The rules become slightly more complicated for heterocycles. Oxygen and sulfur can share a pair of π electrons. Nitrogen can also share a pair, if three-connected as in [nH]1cccc1 methylpyrrold, otherwise sp² nitrogen shares just one electron (as in n1ccccc1 pyridine). An exocyclic double bond to an eletronegative atom "consumes" one shared π-electron, as in O=c1ncccc1 2-pyridone or O=c1oc2ccccc2cc1 coumarin. But that's is about it. Add up the electrons in rings (and ring systems, such as azulene); if they meet the 4N+2 criterion, it is "aromatic".

This definition might make sense to a chemist, but I want to see a definition which is more algorithm based. Once I've found the SSSR, how do I figure out which are sp²? How do I count the number of excess π electrons in the ring? What are the electonegative atoms? How do I handle "*"? Is c1c*ccc1 considered valid and aromatic, as per the Daylight spec? (OpenEye does not support it.) What about *1*****1?

The goal of Daylight is to make canonical SMILES. They use it for database searching. Canonicalness is built into their toolkit such that there's no way to have a valid ("mod is off") molecule which disagrees with their Hückelicity model. All molecules that come in get reinterpreted to fit this definition. For example, if the input structure is c1ccc1, which is not aromatic by the Hückel definition, then it will get reinterpreted to C1=CC=C1.

OpenEye adds a new perspective into parsing SMILES strings. The have a molecular graph which expresses the valence bond model but they do not enforce a strong chemistry model. "aromatic" is little more than a boolean flag. Instead of doing the full Hückelicity perception they do the less complicated and faster Kekulé perception. After converting the SMILES string to the molecular graph it verifies that the aromatic bonds have a self-consistent assignment to single or double bond. Multiple solutions may exist; the only criterion is that one exists.

(As an aside, the current implementation only verifies that bond assignment can be done. It doesn't check that each aromatic atom has an aromatic bond.

>>> mol = OEMol()
>>> OEParseSmiles(mol, "c-1-c-c-c-c-c1")
True
>>> OECreateCanSmiString(mol)
'c-1-c-c-c-c-c1'
>>>

~~This is probably a bug.~~ 2007/12/01:This is a deliberate choice by OpenEye to keep the aromaticity expressed in the original SMILES. Or at least another corner case that should be pinned down.)

With this approach, "aromaticity perception" is simple - it's what's specified in the SMILES, verified for self-consistency.

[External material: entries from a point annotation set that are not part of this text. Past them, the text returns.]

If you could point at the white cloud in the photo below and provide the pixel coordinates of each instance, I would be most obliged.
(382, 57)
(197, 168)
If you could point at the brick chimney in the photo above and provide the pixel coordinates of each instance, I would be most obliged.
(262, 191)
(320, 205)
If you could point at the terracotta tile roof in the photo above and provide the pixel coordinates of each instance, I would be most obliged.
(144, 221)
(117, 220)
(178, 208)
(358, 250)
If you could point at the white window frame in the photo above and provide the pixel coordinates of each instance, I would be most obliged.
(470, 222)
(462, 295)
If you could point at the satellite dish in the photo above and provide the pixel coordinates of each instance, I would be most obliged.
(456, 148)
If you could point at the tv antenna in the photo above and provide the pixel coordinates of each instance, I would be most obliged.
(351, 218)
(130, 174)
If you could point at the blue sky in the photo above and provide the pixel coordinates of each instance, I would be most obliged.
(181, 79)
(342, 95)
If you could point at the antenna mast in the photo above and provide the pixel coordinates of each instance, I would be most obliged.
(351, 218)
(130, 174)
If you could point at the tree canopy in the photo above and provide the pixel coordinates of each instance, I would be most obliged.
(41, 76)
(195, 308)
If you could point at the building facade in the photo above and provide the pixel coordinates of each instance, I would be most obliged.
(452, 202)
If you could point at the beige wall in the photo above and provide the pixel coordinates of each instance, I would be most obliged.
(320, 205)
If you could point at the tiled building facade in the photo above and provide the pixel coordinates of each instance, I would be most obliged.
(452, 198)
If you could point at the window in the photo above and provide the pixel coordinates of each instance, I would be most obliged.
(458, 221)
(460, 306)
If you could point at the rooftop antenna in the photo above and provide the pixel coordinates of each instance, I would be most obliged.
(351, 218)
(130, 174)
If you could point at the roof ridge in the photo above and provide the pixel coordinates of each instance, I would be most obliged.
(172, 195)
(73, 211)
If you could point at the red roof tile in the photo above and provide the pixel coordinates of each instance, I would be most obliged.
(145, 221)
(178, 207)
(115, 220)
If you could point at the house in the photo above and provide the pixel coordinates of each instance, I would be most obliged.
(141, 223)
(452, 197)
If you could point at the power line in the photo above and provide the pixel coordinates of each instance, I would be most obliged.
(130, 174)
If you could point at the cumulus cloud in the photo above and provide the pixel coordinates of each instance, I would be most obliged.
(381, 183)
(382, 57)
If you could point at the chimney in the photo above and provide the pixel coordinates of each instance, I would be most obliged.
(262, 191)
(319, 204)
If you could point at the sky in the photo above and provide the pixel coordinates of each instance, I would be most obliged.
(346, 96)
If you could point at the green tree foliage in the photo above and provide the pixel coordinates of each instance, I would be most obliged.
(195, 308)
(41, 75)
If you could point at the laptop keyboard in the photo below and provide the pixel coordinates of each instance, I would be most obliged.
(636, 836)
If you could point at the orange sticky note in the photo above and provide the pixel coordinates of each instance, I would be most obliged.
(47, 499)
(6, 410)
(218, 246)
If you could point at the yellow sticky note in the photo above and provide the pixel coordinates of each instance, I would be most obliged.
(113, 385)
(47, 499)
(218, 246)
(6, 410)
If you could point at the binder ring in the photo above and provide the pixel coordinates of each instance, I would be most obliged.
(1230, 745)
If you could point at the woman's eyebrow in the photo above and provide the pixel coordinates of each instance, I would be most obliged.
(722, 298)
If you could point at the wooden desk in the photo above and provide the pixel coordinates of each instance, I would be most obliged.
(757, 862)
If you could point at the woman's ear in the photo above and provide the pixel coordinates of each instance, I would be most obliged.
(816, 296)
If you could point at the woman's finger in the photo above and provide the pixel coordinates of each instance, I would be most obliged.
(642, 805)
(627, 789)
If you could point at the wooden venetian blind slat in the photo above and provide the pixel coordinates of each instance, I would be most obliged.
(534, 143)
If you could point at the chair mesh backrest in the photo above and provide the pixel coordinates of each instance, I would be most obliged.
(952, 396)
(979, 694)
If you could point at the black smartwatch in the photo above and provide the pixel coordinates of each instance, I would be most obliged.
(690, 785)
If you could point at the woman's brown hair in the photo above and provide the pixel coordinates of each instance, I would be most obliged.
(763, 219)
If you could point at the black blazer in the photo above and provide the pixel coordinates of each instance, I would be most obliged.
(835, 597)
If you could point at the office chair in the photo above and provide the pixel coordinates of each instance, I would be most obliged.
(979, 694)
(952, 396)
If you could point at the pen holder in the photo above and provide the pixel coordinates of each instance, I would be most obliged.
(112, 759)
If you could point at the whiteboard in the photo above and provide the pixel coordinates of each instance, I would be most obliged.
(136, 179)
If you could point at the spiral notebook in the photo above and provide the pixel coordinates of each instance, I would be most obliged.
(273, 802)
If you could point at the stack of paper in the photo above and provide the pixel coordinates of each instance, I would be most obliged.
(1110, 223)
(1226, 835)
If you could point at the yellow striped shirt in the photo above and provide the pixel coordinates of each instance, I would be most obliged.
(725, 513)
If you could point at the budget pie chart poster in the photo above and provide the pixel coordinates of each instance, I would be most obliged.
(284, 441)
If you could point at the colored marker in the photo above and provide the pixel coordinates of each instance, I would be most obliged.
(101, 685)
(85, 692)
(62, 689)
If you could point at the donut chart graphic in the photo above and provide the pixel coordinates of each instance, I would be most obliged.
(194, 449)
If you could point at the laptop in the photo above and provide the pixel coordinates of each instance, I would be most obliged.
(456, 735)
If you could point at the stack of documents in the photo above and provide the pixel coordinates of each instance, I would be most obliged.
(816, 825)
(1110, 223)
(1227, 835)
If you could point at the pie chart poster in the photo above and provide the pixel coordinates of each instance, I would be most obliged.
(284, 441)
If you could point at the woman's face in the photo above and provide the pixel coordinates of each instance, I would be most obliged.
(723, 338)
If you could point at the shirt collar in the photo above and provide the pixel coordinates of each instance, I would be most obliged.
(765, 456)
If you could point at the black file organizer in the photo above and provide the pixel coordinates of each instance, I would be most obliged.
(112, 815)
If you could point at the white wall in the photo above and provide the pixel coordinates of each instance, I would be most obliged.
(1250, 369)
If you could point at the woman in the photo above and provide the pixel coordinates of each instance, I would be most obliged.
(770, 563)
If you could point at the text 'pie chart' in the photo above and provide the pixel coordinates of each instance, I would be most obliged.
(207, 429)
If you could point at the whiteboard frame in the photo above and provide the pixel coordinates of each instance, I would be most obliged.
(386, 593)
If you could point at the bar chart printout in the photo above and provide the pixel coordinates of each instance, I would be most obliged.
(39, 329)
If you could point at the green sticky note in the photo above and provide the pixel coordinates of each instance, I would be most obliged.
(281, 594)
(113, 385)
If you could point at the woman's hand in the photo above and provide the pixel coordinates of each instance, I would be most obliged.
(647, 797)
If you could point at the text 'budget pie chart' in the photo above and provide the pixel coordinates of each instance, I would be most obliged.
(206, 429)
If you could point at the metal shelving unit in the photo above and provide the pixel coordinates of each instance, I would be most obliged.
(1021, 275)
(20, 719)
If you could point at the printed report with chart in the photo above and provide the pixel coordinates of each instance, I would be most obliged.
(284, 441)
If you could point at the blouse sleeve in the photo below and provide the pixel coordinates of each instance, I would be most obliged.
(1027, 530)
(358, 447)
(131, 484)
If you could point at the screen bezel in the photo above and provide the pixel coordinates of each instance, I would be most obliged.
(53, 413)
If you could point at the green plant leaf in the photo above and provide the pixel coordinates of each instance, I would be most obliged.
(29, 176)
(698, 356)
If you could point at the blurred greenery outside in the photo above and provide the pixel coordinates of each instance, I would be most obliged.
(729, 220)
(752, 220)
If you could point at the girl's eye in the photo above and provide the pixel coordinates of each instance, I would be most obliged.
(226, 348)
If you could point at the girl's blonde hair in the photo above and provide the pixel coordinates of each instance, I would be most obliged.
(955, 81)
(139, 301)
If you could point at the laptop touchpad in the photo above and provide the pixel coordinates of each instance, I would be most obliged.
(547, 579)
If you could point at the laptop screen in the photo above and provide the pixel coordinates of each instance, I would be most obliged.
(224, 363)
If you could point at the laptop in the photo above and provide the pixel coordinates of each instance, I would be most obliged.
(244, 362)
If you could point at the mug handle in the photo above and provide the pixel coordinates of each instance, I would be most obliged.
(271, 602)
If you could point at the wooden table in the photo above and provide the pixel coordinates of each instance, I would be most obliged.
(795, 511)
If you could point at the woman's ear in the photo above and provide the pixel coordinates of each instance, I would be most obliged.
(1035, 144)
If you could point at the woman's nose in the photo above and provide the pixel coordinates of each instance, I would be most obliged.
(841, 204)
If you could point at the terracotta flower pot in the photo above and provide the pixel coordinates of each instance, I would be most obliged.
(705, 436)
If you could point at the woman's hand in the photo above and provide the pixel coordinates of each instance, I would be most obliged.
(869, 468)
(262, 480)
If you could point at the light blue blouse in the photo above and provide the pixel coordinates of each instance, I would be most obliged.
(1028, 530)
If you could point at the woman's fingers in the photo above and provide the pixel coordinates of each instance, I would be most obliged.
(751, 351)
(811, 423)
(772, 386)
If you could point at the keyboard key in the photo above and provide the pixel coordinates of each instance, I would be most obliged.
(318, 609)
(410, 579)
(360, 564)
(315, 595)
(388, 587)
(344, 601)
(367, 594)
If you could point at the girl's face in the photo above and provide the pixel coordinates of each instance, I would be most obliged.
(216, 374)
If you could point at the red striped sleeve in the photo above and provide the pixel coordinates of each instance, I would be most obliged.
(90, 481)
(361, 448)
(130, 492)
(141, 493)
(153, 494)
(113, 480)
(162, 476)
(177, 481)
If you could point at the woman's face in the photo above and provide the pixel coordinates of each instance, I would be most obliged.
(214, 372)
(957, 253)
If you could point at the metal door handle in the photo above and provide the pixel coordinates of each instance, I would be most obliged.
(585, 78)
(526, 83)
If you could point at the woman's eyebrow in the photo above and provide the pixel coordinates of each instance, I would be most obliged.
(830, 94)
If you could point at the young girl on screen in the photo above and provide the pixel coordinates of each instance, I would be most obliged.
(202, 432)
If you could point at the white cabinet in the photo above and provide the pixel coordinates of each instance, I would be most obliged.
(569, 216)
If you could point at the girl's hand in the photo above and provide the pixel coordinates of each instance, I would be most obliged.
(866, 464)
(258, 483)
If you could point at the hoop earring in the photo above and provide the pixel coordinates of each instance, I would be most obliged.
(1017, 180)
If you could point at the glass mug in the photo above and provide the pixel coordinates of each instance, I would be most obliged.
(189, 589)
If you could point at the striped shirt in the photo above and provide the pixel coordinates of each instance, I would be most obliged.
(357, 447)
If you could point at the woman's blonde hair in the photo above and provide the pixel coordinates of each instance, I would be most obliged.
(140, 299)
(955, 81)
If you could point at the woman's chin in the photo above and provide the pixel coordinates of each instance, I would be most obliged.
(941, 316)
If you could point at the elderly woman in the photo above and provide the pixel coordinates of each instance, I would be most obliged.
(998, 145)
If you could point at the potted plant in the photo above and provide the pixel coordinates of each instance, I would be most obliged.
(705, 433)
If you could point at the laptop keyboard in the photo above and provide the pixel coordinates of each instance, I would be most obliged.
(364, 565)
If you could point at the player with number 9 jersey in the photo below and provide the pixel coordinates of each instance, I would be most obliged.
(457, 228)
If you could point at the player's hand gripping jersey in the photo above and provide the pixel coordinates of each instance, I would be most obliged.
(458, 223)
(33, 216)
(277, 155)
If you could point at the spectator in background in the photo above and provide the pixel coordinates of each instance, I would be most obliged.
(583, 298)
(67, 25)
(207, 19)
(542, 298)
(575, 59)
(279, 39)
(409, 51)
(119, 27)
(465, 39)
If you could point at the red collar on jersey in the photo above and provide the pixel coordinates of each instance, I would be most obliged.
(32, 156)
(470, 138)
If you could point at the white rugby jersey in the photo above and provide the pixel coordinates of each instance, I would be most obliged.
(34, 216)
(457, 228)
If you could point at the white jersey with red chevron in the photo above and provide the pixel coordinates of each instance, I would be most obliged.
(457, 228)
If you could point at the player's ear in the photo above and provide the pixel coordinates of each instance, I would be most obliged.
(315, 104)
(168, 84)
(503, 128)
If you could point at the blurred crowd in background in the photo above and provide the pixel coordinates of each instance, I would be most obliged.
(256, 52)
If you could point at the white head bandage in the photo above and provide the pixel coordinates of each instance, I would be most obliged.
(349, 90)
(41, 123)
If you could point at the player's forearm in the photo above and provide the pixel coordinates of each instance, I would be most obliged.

Because different people have different ideas of what "aromatic" means, it's also best that a toolkit provide algorithms to reinterpret the aromaticity, and better yet, to provide multiple algorithms, which the default being the preferred one. OpenEye does exactly this in OEAssignAromaticFlags, which implements the Daylight, Tripos, MMFF and MDL definitions.

Open Babel and CDK follow the Daylight approach. They reperceive Hückelicity on all input structures. I've been advocating that reperception is not an essential part of the requirement for parsing SMILES strings, and this essay is part of my argument.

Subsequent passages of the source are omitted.